Saturday, December 19, 2015

London Lights, Part One


New Bond Street at Oxford Street

19 December 2015

Y'know how conventional wisdom says you should always get to the airport three hours before your international flight, and you follow conventional wisdom and wind up sitting at the gate for an hour?  Well, if you're flying out of Newark a week before Christmas, you're going to need two of those hours to check in and stand in line for security. Correction:  you're going to need to stand in the line that leads to the line for security, because the TSA lets all of those who shell out $85 and send in fingerprints go ahead of you before they let the likes of you go up the escalator ten at a time. You'll make your flight, but don't count on a sit-down dinner first. Grab some yogurt and a banana and eat at the gate before boarding.

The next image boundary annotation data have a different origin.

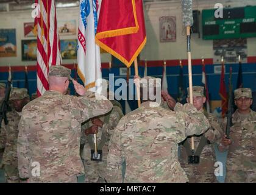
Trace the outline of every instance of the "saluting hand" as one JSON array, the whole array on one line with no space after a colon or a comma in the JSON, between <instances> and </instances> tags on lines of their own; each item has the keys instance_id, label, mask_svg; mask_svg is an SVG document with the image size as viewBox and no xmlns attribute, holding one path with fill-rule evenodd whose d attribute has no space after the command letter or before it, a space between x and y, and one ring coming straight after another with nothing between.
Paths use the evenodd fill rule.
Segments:
<instances>
[{"instance_id":1,"label":"saluting hand","mask_svg":"<svg viewBox=\"0 0 256 195\"><path fill-rule=\"evenodd\" d=\"M98 118L91 119L91 122L93 122L93 124L101 127L102 127L103 126L103 122Z\"/></svg>"},{"instance_id":2,"label":"saluting hand","mask_svg":"<svg viewBox=\"0 0 256 195\"><path fill-rule=\"evenodd\" d=\"M227 135L224 135L221 140L221 143L223 146L229 146L231 144L230 139L227 138Z\"/></svg>"},{"instance_id":3,"label":"saluting hand","mask_svg":"<svg viewBox=\"0 0 256 195\"><path fill-rule=\"evenodd\" d=\"M76 93L80 96L84 96L86 93L86 89L83 85L79 84L76 80L73 80L72 82L74 84L74 88Z\"/></svg>"},{"instance_id":4,"label":"saluting hand","mask_svg":"<svg viewBox=\"0 0 256 195\"><path fill-rule=\"evenodd\" d=\"M96 134L98 133L98 126L92 126L85 130L85 133L86 135L88 135L89 134Z\"/></svg>"}]
</instances>

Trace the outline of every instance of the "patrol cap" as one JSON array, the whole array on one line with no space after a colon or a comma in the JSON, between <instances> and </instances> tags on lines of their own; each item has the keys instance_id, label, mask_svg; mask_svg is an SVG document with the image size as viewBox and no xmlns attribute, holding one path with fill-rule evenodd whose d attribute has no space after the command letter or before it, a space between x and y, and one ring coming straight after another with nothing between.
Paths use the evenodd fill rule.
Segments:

I must have slept on the flight. I make a point not to check my watch after I set it ahead five hours. I don't want to know that I'm walking off the airplane at 4:00 a.m.  Wheels up, eyes closed. 

I've done this solo flight enough times now that I have a routine after clearing customs: Get money, get breakfast, get coffee, get my butt on the Piccadilly line to the center of London.

We're staying in Mayfair, in a swanky hotel for about half price, near the southeast corner of Hyde Park. It's push-button everything up in here, including opening the curtains and the blinds.

First things first, though, before unpacking and showering. The Christmas tree must go up.


Next was a pub lunch, of course, because I need a jacket potato with cheese and beans at least once if I'm in England.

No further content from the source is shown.